Ergonovine was first isolated and obtained by the chemists C Moir, H W Dudley and Gerald Rogers in 1935. Caroline De Costa has argued that the adoption of ergonovine for preventive use and for treating bleeding contributed to the decline in the maternal mortality rate in much of the West during the early 20th century.

==Society and culture==
===Recreational use===
Ergonovine induces hallucinogenic effects at doses of 2–10 mg, in contrast to its medical use in doses of 0.2–0.4 mg. The most common source of ergonovine for drug users is Ipomoea tricolor seeds, as they are the only commonly available natural product that hosts an ergoline-generating fungus. The ergonovine content of I. tricolor seeds varies between one-tenth and one-third of ergine, an ergonovine analog. One person who had the opportunity to try ergonovine to see its psychedelic potential stated that it was mild relative to other psychedelics, but that ergine may synergize with it; indeed the contrast between Hofmann's self-administration of Ipomoea corymbosa extract and synthetic ergine is apparent in his essay on the initial analysis of I. corymbosa and I. tricolor seeds.

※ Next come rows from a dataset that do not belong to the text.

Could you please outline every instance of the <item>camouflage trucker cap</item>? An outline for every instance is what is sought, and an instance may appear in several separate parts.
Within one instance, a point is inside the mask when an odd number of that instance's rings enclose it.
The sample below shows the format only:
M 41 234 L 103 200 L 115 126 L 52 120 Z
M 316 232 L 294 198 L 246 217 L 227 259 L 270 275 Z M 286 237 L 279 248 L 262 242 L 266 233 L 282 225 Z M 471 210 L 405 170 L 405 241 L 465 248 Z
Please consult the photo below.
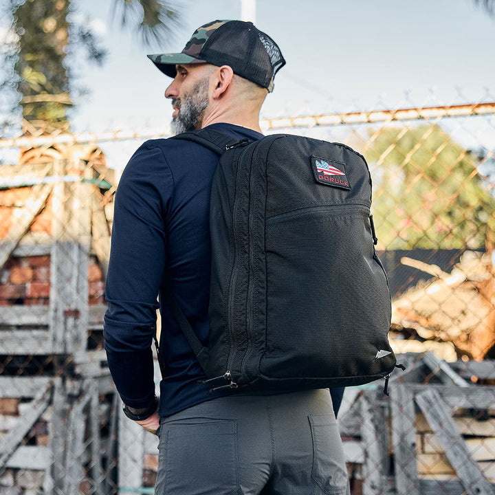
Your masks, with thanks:
M 213 21 L 198 28 L 181 53 L 148 55 L 165 74 L 176 64 L 229 65 L 234 74 L 273 91 L 274 78 L 285 65 L 276 43 L 250 22 Z

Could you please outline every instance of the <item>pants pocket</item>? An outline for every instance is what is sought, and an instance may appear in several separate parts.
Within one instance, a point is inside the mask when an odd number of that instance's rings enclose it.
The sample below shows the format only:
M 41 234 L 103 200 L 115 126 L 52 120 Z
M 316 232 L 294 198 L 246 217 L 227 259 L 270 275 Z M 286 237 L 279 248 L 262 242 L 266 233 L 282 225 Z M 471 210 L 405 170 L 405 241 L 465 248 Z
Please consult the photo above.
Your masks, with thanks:
M 313 437 L 313 480 L 323 494 L 346 493 L 349 477 L 340 434 L 333 415 L 309 416 L 309 424 Z
M 184 495 L 233 495 L 239 490 L 236 424 L 197 419 L 162 426 L 164 490 Z M 159 478 L 160 478 L 159 472 Z

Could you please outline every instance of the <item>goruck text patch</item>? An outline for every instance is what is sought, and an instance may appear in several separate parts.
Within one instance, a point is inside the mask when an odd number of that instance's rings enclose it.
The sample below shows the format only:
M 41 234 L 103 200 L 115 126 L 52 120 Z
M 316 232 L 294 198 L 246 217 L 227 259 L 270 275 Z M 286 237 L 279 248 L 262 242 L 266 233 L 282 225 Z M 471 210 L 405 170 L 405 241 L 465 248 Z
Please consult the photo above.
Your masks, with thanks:
M 342 162 L 311 156 L 311 165 L 318 182 L 342 189 L 351 189 L 345 164 Z

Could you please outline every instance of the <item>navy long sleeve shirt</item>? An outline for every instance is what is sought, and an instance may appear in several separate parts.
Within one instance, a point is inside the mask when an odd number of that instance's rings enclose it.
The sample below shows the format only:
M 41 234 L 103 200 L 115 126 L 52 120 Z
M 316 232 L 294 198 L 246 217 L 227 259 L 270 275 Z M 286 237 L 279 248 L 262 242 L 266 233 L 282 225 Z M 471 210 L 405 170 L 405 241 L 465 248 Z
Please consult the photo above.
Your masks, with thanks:
M 212 128 L 239 140 L 262 135 L 230 124 Z M 174 139 L 145 142 L 131 158 L 115 201 L 106 285 L 104 346 L 127 406 L 147 408 L 155 386 L 151 346 L 159 294 L 173 294 L 203 344 L 208 332 L 210 196 L 218 155 Z M 160 298 L 163 300 L 164 298 Z M 160 307 L 160 415 L 212 399 L 204 373 L 170 310 Z

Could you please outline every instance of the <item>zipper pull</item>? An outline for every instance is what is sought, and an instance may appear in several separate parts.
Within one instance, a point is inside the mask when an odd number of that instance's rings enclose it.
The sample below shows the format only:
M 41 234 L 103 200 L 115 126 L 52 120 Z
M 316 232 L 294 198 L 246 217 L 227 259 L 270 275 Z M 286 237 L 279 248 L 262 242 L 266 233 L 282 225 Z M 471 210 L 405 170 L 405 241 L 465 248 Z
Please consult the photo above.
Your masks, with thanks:
M 226 151 L 227 150 L 232 149 L 232 148 L 236 148 L 237 146 L 245 146 L 246 144 L 249 144 L 249 140 L 247 138 L 244 138 L 244 139 L 241 139 L 240 141 L 238 141 L 236 143 L 234 143 L 233 144 L 227 144 L 226 146 Z
M 385 385 L 384 386 L 384 393 L 388 397 L 388 380 L 390 380 L 390 375 L 387 375 L 385 377 Z
M 210 388 L 208 390 L 208 394 L 212 394 L 214 392 L 216 392 L 217 390 L 223 390 L 224 388 L 239 388 L 239 385 L 235 383 L 235 382 L 231 382 L 228 385 L 222 385 L 219 387 L 214 387 L 213 388 Z
M 373 223 L 373 215 L 370 215 L 369 218 L 370 218 L 370 226 L 371 227 L 371 235 L 373 236 L 373 244 L 375 244 L 375 245 L 376 245 L 378 243 L 378 239 L 377 239 L 376 232 L 375 232 L 375 223 Z
M 208 380 L 198 380 L 197 383 L 200 383 L 202 385 L 208 385 L 208 384 L 212 384 L 214 382 L 218 382 L 220 380 L 224 380 L 228 382 L 230 380 L 230 372 L 226 371 L 223 375 L 221 375 L 218 377 L 214 377 L 214 378 L 209 378 Z

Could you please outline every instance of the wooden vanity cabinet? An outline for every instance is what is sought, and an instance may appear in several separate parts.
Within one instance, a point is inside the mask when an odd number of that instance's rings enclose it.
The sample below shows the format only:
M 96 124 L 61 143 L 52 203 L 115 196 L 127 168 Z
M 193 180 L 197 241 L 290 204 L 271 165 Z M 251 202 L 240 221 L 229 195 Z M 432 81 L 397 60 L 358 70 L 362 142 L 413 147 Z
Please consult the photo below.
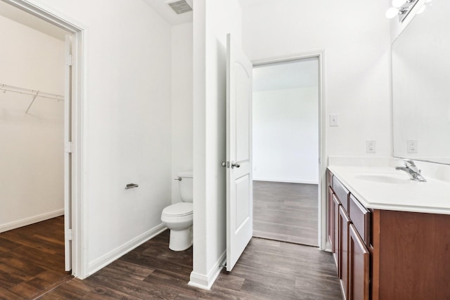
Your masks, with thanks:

The psychoactive property of these simple lysergic acid amides, closely related to LSD, is well established. The question presented itself whether ergonovine, being not only an alkaloidal component of ergot but also of ololiuhqui, possessed hallucinogenic activity. In the light of its chemical structure this did not seem unlikely: it does not differ much from LSD. But one may ask why, if it is hallucinogenic, this astonishing fact has not been announced, in the light of its use over recent decades in obstetrics. Undoubtedly the answer lies in the extremely low dosage of ergonovine used to stop postpartum bleeding, viz 0.1 to 0.25 mg. The effective dose of lysergic acid amide is 1 to 2 mg by oral application. I decided therefore to test in a self-experiment a corresponding dose of ergonovine [...]

===Legal status===
Ergonovine is listed as Table I precursors under the United Nations Convention Against Illicit Traffic in Narcotic Drugs and Psychotropic Substances, as possible precursor compound for LSD. It is also regulated in the United States. As an N-alkyl derivative of ergine, ergonovine is covered by the Misuse of Drugs Act 1971, effectively rendering it illegal in the United Kingdom as well.